RPM’s slamming of some silly coverage of the C-value enigma got me thinking about the problem of why we see the sorts of variation we do in the amount of non-coding DNA between species. People are right to heckle the questionable assumption that these differences in ncDNA have anything to do with the evolution of phenotypic complexity (though probably a small fraction do), but I think it might still have an interesting functional tale to tell. I’m probably not the first to think of this, but the idea is that variations in quantity of ncDNA are not functional for the organism in themselves but rather the waste product of a particular kind of functional change: gene duplication.
Recall that eukaryotic genomes are regularly bedevilled by selfish tranposons. These are rogue genetic elements with a vested interest in creating duplication events, and the basic idea is that every once in a while one of them will succeed wildly at it and in the process end up dragging a whole gene along for the ride (maybe several times). Most of the time this will be bad, but occasionally it’ll be good, and sometimes it’ll be nearly-neutral and you’ll see functional divergence on the copied locus after the initial duplication event. In the cases where a duplicated gene confers a selective benefit, the newly formed transpositional elements hitchhike along on the newly selected gene’s coattails.
The upshot of this is that we should expect cases of adaptive evolution via gene duplication to be frequently be accompanied by increases in the amount of transpositional cruft in the genome of the species. This also would neatly account for much of the ncDNA variation between species, since gene duplication seems to play an important role in the emergence of species-specific traits. If this idea is correct, the amount of ncDNA should correlate more highly with how much adaptive gene duplication a lineage has undergone rather than phenotypic complexity per se.
This theory should be pretty easy to test: Look at cases of adaptive gene duplication that have happened relatively recently (geologically speaking) and compare the LINEs and such around these loci with those close to the presumed “parent” locus. The further back in time you go the harder it will be to do this comparison due to drift wiping out the traces, but in the cases that are comparable they should have a very similar pattern of nonfunctional repeats. If I have this right. (EDIT: Duh. This isn’t a good test, since you’d probably see the same thing under any sort of duplication. Need to think of something else. Maybe compare lineages of recently duplicated genes: If gene B is a “recent” duplication of gene A, and gene Y is a “recent” duplication of gene X, but genes A and X diverged an extremely long time ago, then the two duplications were probably caused by different retrotransposons and so the LINEs around A and B should tend to be highly similar to each other but very different than those around X and Y, and vice-versa. You’d probably have to compare a bunch of different gene lineages to get a statistically significant result, though, and I don’t know how easy it would be to find enough good candidates.)

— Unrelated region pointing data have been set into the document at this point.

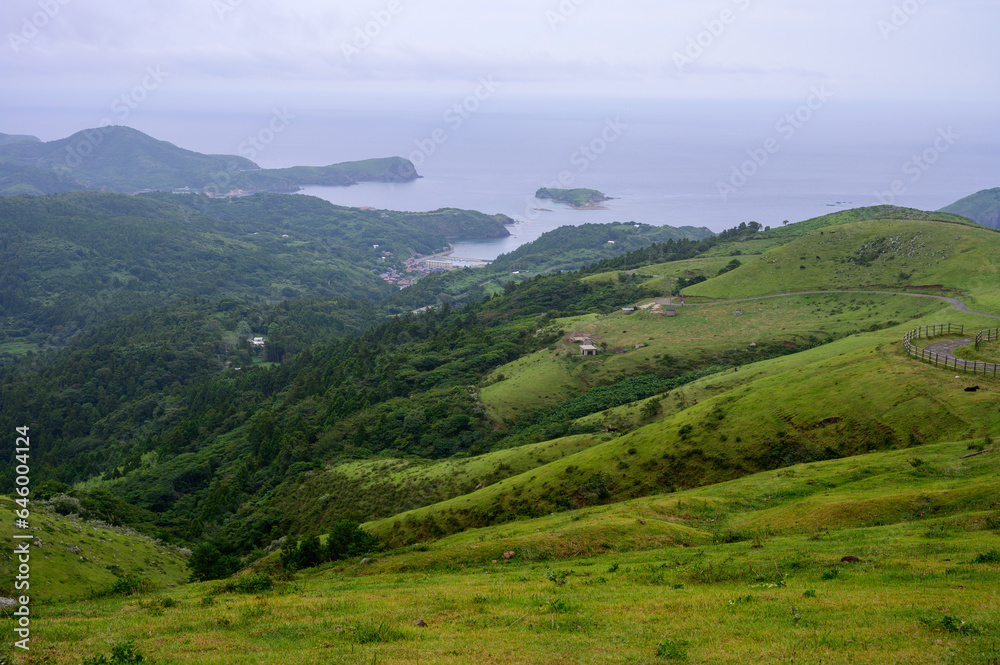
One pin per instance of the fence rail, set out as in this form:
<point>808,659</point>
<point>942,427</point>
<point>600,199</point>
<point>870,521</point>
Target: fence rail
<point>949,361</point>
<point>987,336</point>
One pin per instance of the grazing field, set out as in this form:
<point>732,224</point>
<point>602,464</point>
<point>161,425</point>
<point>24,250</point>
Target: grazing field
<point>72,559</point>
<point>698,335</point>
<point>886,558</point>
<point>920,256</point>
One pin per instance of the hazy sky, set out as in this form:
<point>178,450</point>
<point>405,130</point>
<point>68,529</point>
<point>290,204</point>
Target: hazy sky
<point>920,50</point>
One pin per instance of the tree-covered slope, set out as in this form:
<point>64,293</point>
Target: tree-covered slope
<point>69,261</point>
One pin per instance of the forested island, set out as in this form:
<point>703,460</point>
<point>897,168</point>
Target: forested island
<point>580,199</point>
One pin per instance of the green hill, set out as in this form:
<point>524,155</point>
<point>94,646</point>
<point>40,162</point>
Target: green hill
<point>7,139</point>
<point>122,159</point>
<point>906,255</point>
<point>70,261</point>
<point>73,559</point>
<point>983,207</point>
<point>763,481</point>
<point>572,247</point>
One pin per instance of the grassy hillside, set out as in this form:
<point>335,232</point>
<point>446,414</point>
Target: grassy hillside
<point>856,395</point>
<point>720,575</point>
<point>696,337</point>
<point>982,207</point>
<point>766,481</point>
<point>918,256</point>
<point>61,573</point>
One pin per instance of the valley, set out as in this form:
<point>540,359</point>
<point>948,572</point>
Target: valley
<point>764,476</point>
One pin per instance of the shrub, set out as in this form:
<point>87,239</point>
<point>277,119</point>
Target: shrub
<point>208,563</point>
<point>128,585</point>
<point>121,654</point>
<point>993,556</point>
<point>372,633</point>
<point>258,583</point>
<point>557,577</point>
<point>673,649</point>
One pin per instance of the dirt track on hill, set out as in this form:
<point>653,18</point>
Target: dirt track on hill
<point>956,303</point>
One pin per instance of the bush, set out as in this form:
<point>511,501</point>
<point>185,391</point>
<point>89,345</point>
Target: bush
<point>258,583</point>
<point>993,556</point>
<point>673,649</point>
<point>208,563</point>
<point>345,539</point>
<point>121,654</point>
<point>128,585</point>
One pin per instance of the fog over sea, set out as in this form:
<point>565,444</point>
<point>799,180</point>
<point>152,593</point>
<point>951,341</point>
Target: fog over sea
<point>661,161</point>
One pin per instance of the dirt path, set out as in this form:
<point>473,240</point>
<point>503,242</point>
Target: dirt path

Has anyone actually looked at anything like this? Does this idea hang together? How else could we test it?
Update: Looks like another beautiful hypotheses slain by an ugly fact. I’ll just copy-paste what I said in the comments:
Having looked into it, this doesn’t work the way I thought it would. I knew that LINEs sometimes end up dragging some of the host’s genetic material along in their replications, but now I know that the way this happens is that sometimes the reverse-transcription machinery grabs onto host mRNA that’s floating around and splices it in. So what’s being inserted is automatically a pseudogene since the mRNA has already been processed (i.e. there’s no promoter attached to it). For this idea to work it would need to be an active gene. Rats.
Mind you, DNA transposons could still easily easily be a major source of gene duplication since they skip the RNA middleman. But since they’re only a tiny fraction of ncDNA that means it probably has nothing to do with the C-value enigma.